Nonfarm Payrolls grew at a paltry rate of 80,000 in June, the unemployment rate is stuck above 8%, retail sales are faltering and inflation is significantly low… It appears the economy is stagnating once again, and GDP may even once again slip into negative territory creating a double-dip recession. To some, the time seems ripe for the government to enact additional stimulus measures.
Proposed actions have ranged from the institution of QE3, to slashing the Fed Funds rate to zero, to even outright government job creation. With so many negative economic signals, why doesn’t the Fed or the government enact more stimulus measures to help jump-start the economy? These are 3 of the top reasons given against enacting more stimulus.
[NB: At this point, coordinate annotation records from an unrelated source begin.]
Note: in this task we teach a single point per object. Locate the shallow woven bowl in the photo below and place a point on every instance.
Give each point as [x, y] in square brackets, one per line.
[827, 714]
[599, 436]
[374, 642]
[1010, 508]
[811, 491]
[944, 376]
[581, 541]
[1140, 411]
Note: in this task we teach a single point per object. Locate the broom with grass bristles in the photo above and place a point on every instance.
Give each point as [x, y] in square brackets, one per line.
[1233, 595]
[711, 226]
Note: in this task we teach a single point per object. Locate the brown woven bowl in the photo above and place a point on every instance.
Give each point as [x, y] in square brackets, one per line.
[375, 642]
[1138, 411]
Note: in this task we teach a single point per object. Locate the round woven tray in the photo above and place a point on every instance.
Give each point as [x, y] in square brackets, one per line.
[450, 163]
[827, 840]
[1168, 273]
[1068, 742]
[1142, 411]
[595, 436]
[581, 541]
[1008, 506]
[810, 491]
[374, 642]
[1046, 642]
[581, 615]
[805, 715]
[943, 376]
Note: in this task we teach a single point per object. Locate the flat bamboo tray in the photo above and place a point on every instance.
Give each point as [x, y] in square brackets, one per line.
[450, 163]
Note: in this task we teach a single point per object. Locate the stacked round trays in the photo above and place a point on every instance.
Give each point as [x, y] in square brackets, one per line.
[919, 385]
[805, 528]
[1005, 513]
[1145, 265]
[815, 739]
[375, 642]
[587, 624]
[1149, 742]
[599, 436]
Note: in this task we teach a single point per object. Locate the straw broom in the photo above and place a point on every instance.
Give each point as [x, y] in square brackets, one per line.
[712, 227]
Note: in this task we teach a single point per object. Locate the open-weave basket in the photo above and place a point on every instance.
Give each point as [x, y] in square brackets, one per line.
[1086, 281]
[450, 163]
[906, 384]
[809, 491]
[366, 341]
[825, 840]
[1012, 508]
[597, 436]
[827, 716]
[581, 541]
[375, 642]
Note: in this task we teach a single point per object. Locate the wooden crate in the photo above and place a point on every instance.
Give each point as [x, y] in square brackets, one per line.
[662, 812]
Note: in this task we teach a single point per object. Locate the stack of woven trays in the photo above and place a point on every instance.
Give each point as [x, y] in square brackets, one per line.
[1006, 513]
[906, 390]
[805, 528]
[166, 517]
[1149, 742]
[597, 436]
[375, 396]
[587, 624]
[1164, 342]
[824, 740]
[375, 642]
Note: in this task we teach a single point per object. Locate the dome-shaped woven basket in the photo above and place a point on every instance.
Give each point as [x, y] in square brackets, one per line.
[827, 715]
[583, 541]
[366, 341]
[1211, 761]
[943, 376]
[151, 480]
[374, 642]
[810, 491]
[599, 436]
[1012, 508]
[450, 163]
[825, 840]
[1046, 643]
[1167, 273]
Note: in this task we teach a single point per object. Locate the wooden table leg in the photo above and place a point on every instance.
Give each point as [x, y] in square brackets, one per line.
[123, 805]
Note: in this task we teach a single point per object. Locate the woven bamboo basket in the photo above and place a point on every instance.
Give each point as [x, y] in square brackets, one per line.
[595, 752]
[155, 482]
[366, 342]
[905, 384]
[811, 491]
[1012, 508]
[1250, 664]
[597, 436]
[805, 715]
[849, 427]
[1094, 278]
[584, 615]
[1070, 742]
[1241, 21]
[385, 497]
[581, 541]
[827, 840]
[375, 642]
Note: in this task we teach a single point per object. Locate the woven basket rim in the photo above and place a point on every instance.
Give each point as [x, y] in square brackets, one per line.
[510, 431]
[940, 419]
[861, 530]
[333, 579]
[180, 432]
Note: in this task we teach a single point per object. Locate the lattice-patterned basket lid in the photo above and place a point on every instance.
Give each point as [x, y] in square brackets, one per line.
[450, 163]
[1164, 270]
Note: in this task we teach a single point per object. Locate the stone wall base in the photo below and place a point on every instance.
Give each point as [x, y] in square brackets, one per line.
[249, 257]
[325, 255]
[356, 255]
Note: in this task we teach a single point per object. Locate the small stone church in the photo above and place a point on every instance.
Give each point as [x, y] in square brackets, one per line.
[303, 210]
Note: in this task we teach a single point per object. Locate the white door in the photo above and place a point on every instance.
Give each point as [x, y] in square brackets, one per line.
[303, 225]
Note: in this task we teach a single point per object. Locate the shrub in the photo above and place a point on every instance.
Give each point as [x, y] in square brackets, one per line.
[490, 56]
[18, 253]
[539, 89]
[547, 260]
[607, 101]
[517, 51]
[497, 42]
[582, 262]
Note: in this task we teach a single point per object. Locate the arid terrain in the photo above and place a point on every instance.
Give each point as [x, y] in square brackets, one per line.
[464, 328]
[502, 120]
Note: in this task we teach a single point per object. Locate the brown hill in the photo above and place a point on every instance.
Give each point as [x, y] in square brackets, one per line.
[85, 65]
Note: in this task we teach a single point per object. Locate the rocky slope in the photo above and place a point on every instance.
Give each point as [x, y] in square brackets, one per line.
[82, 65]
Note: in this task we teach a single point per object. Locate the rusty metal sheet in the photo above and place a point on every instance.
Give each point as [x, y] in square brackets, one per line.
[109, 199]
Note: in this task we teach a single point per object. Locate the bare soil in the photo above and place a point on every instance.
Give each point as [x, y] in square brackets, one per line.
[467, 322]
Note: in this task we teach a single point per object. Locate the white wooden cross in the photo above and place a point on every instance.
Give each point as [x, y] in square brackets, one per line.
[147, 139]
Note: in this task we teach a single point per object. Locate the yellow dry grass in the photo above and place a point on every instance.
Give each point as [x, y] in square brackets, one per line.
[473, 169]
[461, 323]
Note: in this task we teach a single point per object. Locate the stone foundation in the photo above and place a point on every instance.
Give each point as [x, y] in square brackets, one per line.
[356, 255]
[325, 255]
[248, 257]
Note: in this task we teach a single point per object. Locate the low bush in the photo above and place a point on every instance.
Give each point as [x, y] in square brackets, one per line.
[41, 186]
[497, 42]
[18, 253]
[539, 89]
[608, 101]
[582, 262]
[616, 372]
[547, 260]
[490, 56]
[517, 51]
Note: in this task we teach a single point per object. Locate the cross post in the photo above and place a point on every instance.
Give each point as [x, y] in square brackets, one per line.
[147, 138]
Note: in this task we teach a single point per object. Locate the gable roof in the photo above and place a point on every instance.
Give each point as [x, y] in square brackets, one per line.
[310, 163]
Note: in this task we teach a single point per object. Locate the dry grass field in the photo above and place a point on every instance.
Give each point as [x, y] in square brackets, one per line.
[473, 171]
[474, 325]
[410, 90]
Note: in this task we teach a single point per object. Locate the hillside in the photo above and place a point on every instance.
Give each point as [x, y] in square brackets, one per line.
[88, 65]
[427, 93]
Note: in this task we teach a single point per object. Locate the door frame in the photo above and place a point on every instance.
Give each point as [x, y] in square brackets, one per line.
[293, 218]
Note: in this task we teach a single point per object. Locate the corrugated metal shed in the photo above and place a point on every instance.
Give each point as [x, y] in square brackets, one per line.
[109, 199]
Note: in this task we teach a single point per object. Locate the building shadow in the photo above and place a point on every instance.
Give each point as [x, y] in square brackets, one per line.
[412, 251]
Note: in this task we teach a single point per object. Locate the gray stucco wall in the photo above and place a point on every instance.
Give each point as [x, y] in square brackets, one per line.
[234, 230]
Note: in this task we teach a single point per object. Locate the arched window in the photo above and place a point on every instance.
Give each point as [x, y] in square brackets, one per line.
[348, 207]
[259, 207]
First, and probably the most popular reason, is the fear of sudden runaway inflation. This is always refuted by the fact that we’ve had minimal inflation as of late, and there has yet to be any signs of it increasing in the near future. Common evidence for this is the lack of an increase in TIPS breakevens, which is interpreted as the market’s consensus of expected inflation.
A second common reason against more stimulus (fiscal, at least), is the fact that increased spending will increase the deficit. An increase in the deficit, some fear, will lead to a decrease in confidence in the dollar and result in higher interest rates, a lower dollar and higher inflation. None of these are particularly healthy for the economy, at least in the long run. However, if investors have lost any confidence in our debt, they certainly haven’t shown it in the Treasury market. Even longer term real yields are currently negative, meaning the investor effectively pays for the government to keep their money safe.
Lastly, there’s been some talk about slashing the Fed Funds rate to zero (from a range of zero to .25%). The most common reason given against this strategy is its effect on the money markets. If the rate was slashed to zero, there would be less demand for overnight cash in the fed funds market, and it could cease to operate normally. Considering this would be a marginal decrease at best, Bernanke considers it too risky because it could make it more difficult to raise rates effectively when the time comes. Not to mention, with rates at zero, the money market mutual fund industry would no doubt suffer.
So should there be more fiscal or monetary stimulus? One thing’s for sure- if the economic data continues its recent troublesome trend, for better or worse, there’s no doubt someone will eventually act.